The New Zealand dollar plunged nearly one US cent following today's devastating earthquake in Christchurch as investors anticipated further delays to the country's economic recovery.
Multiple fatalities have been reported in the central city, including two buses crushed by falling buildings, after the shallow 6.3 magnitude quake struck at 12.51pm.
News of the quake immediately pushed the kiwi down 0.9c, and it was likely to sink further tonight in an already negative market, said Westpac currency strategist Imre Speizer.
"Those headlines are fairly sensational, and as the offshore markets come in overnight in Europe and New York I think you'll probably get more selling of kiwi to come on the back of this.
"Economically, this basically puts things back even further in terms of a recovery," he told NZPA.
Interest rates also plunged. The two-year swap, the best indicator of wholesale interest rates, was down 15 basis points from just before the quake compared with the usual two to three-point daily move.
"The thinking, is what's the effect of this on monetary policy -- it means that interest rates stay on hold even longer," Speizer said.
Trading continued on the sharemarket, but only two stocks on the top-50 were up - one of them Fletcher Building, which has been contracted by the Earthquake Commission to undertake $1 billion in reconstruction projects. Fletcher's share price was up 2 per cent, or 17c, at $8.47 late this afternoon.
Westpac senior economist Dominick Stephens said the quake will cause significant short-term disruption to economic activity, with people unable to go to work and get into shops.
"I think the loss of life and the extent of damage this time compared with September has shocked confidence significantly more," he told NZPA.
Canterbury was hit by a 7.1 magnitude quake in September, causing widespread damage but no fatalities. Today's quake was considered an aftershock.

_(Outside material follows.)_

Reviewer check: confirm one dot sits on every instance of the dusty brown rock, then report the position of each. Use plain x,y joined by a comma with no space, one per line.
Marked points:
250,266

It was possible the Reserve Bank would cut the Official Cash Rate, perhaps before its next scheduled decision on March 10, despite having taken no such action after last year's quake.
"We regard it only as a possibility, but the confidence impact is going to be dramatically different to September because of the loss of life and greater extent of damage," he said.
Reconstruction from the September quake expected to start now would now be postponed further, with even more damage to deal with.
The initial earthquake was estimated to have shaved about 0.5 per cent off gross domestic product growth in the December quarter and was partly responsible for a negative reading in the September quarter.
December quarter GDP data, which Stephens said was expected to be positive, is released on March 24.
"We were expecting decent economic growth in the March quarter of 2011, that's been wiped off by this earthquake."
The country emerged from a brief recession in mid-2009.
In the long run, the quake will actually stimulate construction activity and could boost inflation, he said.
Total rebuilding costs from the last earthquake are estimated around $4 billion.